Jazz culto, arrebatador, superlativo, executado por um trio de jovens sob a direcção de um dos maiores pianistas da actualidade.
Inesquecível.

Orquestra AngraJazz ( )

O festival tinha começado no dia anterior com a Orquestra Angra Jazz, a menina dos olhos do festival. Projecto meritório, caro, a sua actuação confirmou porque é que vale a pena insistir. Ultrapassada alguma turbulência (muito vulgar nas ilhas, como confirmou a viagem de ida dos continentais) dos anos anteriores, a orquestra avança lenta mas seguramente na sua afirmação como orquestra de Jazz. A prioridade tem sido oferecida à construção de solistas, mas falta ainda muito à orquestra. Os problemas residem basicamente na insularidade, que tem, como se sabe, custos. Falta-lhe convicção, falta-lhe detalhe, mas não deixa de surpreender que ela se comporte melhor, mais fluente, nos tempos rápidos, que nas baladas. É possível explorar essa dinâmica, que foi acrescentada, creio, na injecção de sangue novo que aconteceu no ano passado. Concerto muito agradável.

Tomasz Stanko Quintet ( )

A primeira noite completou-se com o renovado Tomasz Stanko Quintet, um dos músicos mais singulares do Jazz europeu. Ícone da marca ECM, Stanko pratica um Jazz que tem tanto de sombrio quando de sublime. Perturbante, perfeito, contido, rigoroso, o Jazz de Stanko conta histórias que sugerem outonos. Algo surpreendentemente a guitarra de Jacob Bro e a juventude do quarteto que o acompanhou em Angra introduziram melodia e humor num Jazz que se suporia dramático e previsível.
Concerto belíssimo, ele foi prejudicado pela fórmula de dois concertos por sessão, que prolonga o festival noite afora, por vezes com quatro horas de música. O facto da música de Stanko se resolver quase sempre em tempos lentos, levou a uma menor capacidade de apreciação por parte do público.

Rui Teixeira Group ( )

A segunda noite do festival não padeceu dos males da primeira: as hostilidades foram declaradas com outro grupo português, o Rui Teixeira Group, cujo líder se tem feito notar como «o barítono» da Orquestra de Matosinhos.
Rui Teixeira foi a Angra antecipar a apresentação do seu primeiro disco, a editar no início do próximo ano. Jazz sólido, reunião de jovens músicos mas experientes da cena Jazz nortenha, acusou apenas a necessidade de rodar um pouco mais a banda, já que todos os músicos tiveram prestações interessantes.

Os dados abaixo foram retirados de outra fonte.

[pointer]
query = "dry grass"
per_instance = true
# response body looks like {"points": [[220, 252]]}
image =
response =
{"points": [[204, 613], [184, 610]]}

The Jack DeJohnette Group ( )

A sexta-feira completou-se com a lenda viva do Jazz, Jack DeJohnette. DeJohnette dispensa apresentações, e será algo lamentável a sua pouco frequente presença nos palcos nacionais. Ele é um dos grandes inovadores da bateria, com um estilo único, que combina as poliritmias que haviam sido exploradas pelos hard-boppers com elementos que provêm de outras direcções como percussões étnicas, o rock ou o free-jazz. A forma peculiar de abordar a bateria que tem tanto de piano como de orquestral, como de cirúrgico e colorido, fez dele um dos mais importantes bateristas de todos os tempos. Ele é também compositor e líder das suas próprias bandas e fez alguns discos incontornáveis à frente da «Special Edition».
A banda que levou a Angra contava com alguns motivos de interesse acrescido pela presença de um dos mais originais saxofonistas da actualidade: Rudresh Mahanthappa.
Apesar de algumas opções estéticas - de fusão - questionáveis, DeJohnette fez um dos grandes momentos do festival. Mahanthappa esteve em destaque em solos dignos da inspiração e verve de Charlie Parker (que por vezes pareceu pairar sobre a cabeça do saxofonista), e o público vibrou com os uníssonos espectaculares saxofone-guitarra. Numa banda de músicos superlativos, motivos não faltaram para o aplauso do público, onde eu gostaria de destacar também o mais reservado mas eficiente baixista, o veterano Jerome Harris. David Fiuczynski, na guitarra e George Colligan nas teclas e pocket trumpet, levaram a plateia ao rubro por diversas vezes, enquanto o mestre da bateria mostrou porque é ainda considerado por muitos o melhor baterista do mundo. Alguém dizia no fim do espectáculo: Deus existe, e chama-se Jack DeJohnette.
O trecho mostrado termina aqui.